The Christmas season was an exciting ttime for the whole school. For at this time we spent several weeks rehearsing for the Christmas pageant which was presented just before the Christmas holidays. Those were the years before radio and television. Entertainament, except for that of our own making, was practically non-existant. The nearest theatre was in Truro, a distnce of about forty miles, and the principal mode of transportation was by horse and carriage. For this reason, the pageant was a big event for all in the village. Everybody attended, even the families that had no childrn. It consisted of a variety show, christmas carols, duets, solos, recitations, comedy skits, etc..

One particular pageant I recall. I was about eight. Teacher handed me a little skit and told to rehearse it with Jane, a girl in my class.

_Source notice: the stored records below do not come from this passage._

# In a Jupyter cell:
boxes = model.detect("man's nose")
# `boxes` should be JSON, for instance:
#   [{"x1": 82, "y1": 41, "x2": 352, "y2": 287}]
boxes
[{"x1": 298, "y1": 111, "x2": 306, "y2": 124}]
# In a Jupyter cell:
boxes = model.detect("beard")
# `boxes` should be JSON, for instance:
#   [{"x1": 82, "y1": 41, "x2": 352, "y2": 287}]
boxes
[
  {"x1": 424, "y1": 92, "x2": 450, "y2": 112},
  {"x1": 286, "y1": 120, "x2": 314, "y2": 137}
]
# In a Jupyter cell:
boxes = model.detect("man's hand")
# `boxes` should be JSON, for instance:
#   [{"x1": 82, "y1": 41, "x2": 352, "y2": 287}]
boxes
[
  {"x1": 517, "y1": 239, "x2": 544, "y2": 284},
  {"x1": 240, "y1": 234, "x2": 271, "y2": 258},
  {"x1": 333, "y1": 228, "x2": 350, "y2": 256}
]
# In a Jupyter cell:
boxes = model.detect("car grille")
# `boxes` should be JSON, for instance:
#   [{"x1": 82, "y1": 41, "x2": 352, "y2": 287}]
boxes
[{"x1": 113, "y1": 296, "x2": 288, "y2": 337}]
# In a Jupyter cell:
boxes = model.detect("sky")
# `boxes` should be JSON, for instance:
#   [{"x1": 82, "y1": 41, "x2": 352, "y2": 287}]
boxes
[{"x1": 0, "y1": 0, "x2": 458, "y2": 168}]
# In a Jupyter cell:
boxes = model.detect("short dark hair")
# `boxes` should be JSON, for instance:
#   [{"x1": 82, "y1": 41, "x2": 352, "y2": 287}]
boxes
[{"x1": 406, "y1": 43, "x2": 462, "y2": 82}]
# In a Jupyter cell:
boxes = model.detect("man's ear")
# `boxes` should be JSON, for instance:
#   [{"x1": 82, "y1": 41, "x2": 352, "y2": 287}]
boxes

In the skit, I was to ask Jane to guess what I had in my pocket. She was to name several things such as: marbles, jacknife, a toy, a handkerchief, candy etc.. When she gave up I was to say: "No, it's a halo"

However, a fellow student and I thought the skit too tame and we cooked up a scheme to make it more interesting. I did not tell Jane about the change.

The fateful night arrived, and so did our turn for the skit. The curtain rose with Jane and I standing on center stage. She went through the routine of guessing what I had in my pocket. When she finally gave up, I pulled a avery dead mouse out of my pocket and holding it by the tail, shoved it up in front her face. She screamed and ran off stage as the curtain dropped. Our skit brought down the house.

I expected a blast from teacher when wer returned to school after the holidays. But for some reason or other, she never mentioned it.